Test the Chrome extension.
...

Puppeter API hierarchy

The API hierarchy in puppeter is basically consistent with that of browser. The following describes several commonly used classes:

Browser: corresponding to a browser instance, a browser can contain multiple browsercontexts
BrowserContext: a context session corresponding to the browser. Just like a browser in stealth mode after opening an ordinary Chrome, BrowserContext has an independent session (cookies and cache s are not shared independently). A BrowserContext can contain multiple pages
Page: represents a Tab page through BrowserContext newPage()/browser.newPage(), browser Newpage() will use the default BrowserContext when creating a page. A page can contain multiple frames
Frame: a frame. Each page has a main frame (page. Main frame ()), or multiple sub frames, which are mainly created by iframe tags
ExecutionContext: it is the execution environment of javascript. Each Frame has a default javascript execution environment
ElementHandle: an element node corresponding to DOM. Through this instance, we can click on the element and fill in the form. We can get the corresponding element through selector, xPath, etc
JsHandle: corresponds to the javascript object in the dom. ElementHandle inherits from JsHandle. Since we cannot directly operate the object in the DOM, it is encapsulated into JsHandle to realize relevant functions
CDPSession: it can communicate directly with the native CDP through session The send function sends a message directly through session On receives messages, which can realize functions not involved in the puppeter API
Coverage: get JavaScript and CSS code coverage
Tracing: grab performance data for analysis
Response: the response received by the page
Request: the request sent by the page

Puppeter installation and environment

Note: in V1 Before 18.1, the puppeter needs at least node V6 4.0. From V1 18.1 to v2 Version 1.0 depends on Node 8.9.0 +. From v3 From 0.0, the puppeter starts to rely on Node 10.18.1 +. To use async / await , only node v7 6.0 or later.

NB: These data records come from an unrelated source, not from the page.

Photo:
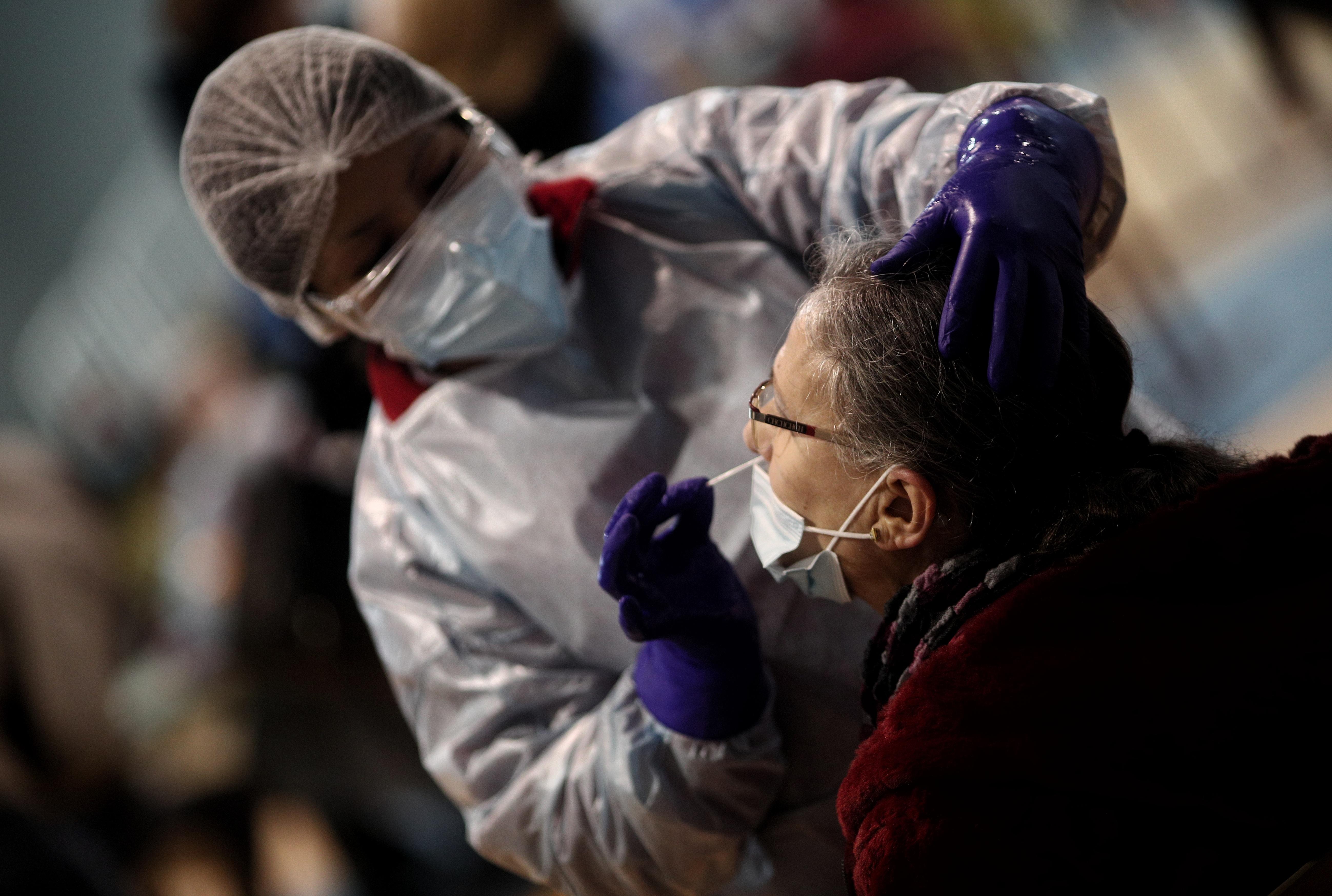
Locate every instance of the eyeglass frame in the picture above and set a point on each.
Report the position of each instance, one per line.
(483, 136)
(789, 425)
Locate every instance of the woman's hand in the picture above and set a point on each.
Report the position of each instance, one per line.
(700, 671)
(1027, 179)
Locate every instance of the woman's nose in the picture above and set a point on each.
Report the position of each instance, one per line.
(403, 213)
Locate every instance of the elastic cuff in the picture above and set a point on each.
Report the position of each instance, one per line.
(703, 699)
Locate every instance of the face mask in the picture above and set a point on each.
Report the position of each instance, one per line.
(481, 280)
(777, 531)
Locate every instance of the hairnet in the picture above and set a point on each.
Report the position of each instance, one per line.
(271, 130)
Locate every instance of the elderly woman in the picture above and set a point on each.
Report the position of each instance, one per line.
(1101, 658)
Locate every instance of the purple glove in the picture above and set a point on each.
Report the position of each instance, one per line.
(1027, 179)
(700, 671)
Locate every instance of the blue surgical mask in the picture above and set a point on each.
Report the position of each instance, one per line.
(777, 531)
(481, 281)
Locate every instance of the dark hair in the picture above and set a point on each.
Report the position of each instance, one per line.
(1047, 474)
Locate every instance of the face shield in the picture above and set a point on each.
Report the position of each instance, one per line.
(475, 276)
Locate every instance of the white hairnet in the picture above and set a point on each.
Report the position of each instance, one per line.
(271, 130)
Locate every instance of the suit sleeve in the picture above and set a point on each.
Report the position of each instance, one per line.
(561, 774)
(790, 164)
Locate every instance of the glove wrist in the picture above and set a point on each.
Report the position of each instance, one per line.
(703, 690)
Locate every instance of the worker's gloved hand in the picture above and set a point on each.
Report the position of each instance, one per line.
(1027, 179)
(700, 671)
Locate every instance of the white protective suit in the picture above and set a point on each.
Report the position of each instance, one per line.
(480, 512)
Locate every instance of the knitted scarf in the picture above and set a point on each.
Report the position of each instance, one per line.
(926, 614)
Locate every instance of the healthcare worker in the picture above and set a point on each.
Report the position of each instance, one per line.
(552, 333)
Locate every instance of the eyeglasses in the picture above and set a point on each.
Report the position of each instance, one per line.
(485, 142)
(766, 395)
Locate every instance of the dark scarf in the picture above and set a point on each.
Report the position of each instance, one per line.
(926, 614)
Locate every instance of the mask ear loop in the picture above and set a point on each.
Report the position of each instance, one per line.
(838, 534)
(723, 477)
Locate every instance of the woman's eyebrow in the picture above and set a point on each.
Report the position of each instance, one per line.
(777, 399)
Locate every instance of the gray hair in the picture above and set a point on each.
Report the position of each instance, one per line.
(1042, 473)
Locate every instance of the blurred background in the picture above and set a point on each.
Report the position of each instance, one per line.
(190, 702)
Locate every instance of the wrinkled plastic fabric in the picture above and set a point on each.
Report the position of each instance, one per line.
(269, 132)
(480, 512)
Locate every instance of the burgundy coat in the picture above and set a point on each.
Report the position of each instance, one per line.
(1151, 719)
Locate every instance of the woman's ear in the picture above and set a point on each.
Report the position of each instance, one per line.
(906, 512)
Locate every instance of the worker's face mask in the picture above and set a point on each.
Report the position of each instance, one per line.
(777, 531)
(480, 280)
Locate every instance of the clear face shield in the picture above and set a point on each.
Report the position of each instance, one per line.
(475, 273)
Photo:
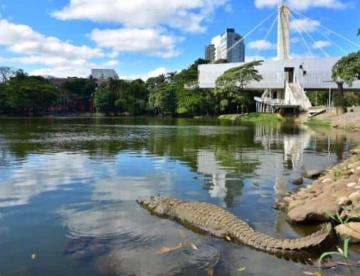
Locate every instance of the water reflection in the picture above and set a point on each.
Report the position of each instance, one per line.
(76, 182)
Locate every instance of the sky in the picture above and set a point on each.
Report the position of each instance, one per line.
(144, 38)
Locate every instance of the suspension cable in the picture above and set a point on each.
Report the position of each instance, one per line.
(310, 37)
(251, 31)
(341, 49)
(268, 33)
(331, 31)
(304, 41)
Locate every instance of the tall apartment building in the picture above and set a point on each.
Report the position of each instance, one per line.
(210, 52)
(229, 46)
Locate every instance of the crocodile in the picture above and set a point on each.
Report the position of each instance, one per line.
(218, 222)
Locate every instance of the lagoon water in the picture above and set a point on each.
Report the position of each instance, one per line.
(68, 190)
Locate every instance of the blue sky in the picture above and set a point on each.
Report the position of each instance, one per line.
(142, 38)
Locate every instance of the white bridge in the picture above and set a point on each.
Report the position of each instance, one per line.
(285, 80)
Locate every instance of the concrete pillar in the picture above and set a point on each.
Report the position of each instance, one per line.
(283, 47)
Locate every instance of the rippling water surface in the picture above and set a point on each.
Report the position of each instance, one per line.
(68, 190)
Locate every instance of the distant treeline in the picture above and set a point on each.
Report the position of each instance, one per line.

The puppeter is a node JS package, so the installation is simple:

npm install puppeteer
// perhaps
yarn add puppeteer

npm may report an error when installing the puppeter! This is caused by the Internet. You can visit foreign websites or install cnpm using Taobao image.

When you install puppeter, it will download the latest version of Chromium. Starting from version 1.7.0, the official release of the puppeteer-core Software package. By default, no browser will be downloaded. It is used to start an existing browser or connect to a remote browser. Note that the installed version of puppeter core is compatible with the browser you intend to connect to.

Use of puppeter

Case1: screenshot

Using puppeter, we can take a screenshot of a page or an element in the page:

const puppeteer = require('puppeteer');

(async () => {
  const browser = await puppeteer.launch();
  const page = await browser.newPage();
  //Set the size of the visual area. The default page size is 800x600 resolution
  await page.setViewport({width: 1920, height: 800});
  await page.goto('https://www.baidu.com/');
  //Screenshot of the whole page
  await page.screenshot({
      path: './files/baidu_home.png',  //Picture saving path
      type: 'png',
      fullPage: true //Screenshot while scrolling
      // clip: {x: 0, y: 0, width: 1920, height: 800}
  });
  //Screenshot of an element of the page
  let element = await page.$('#s_lg_img');
  await element.screenshot({
      path: './files/baidu_logo.png'
  });
  await page.close();
  await browser.close();
})();

How do we get an element in the page?

page.$('#uniqueId'): get the first element corresponding to a selector
page.$$('div '): get all elements corresponding to a selector
page.$x('//img'): get all elements corresponding to an xPath
page.waitForXPath('//img'): wait for an element corresponding to an xPath to appear
page.waitForSelector('#uniqueId'): wait for the element corresponding to a selector to appear

Case2: simulate user operation

const puppeteer = require('puppeteer');

(async () => {
    const browser = await puppeteer.launch({
        slowMo: 100,    //Slow down
        headless: false, //Turn on Visualization
        defaultViewport: {width: 1440, height: 780},
        ignoreHTTPSErrors: false, //Ignore https error
        args: ['--start-fullscreen'] //Open page in full screen
    });
    const page = await browser.newPage();
    await page.goto('https://www.baidu.com/');
    //Enter text
    const inputElement = await page.$('#kw');
    await inputElement.type('hello word', {delay: 20});
    //Click the search button
    let okButtonElement = await page.$('#su');
    //Wait until the page Jump is completed. Generally, when you click a button to jump, you need to wait for page The jump is successful only when waitfornavigation() is completed
    await Promise.all([
        okButtonElement.click(),
        page.waitForNavigation()  
    ]);
    await page.close();
    await browser.close();
})();

So what functions are provided by ElementHandle to operate elements?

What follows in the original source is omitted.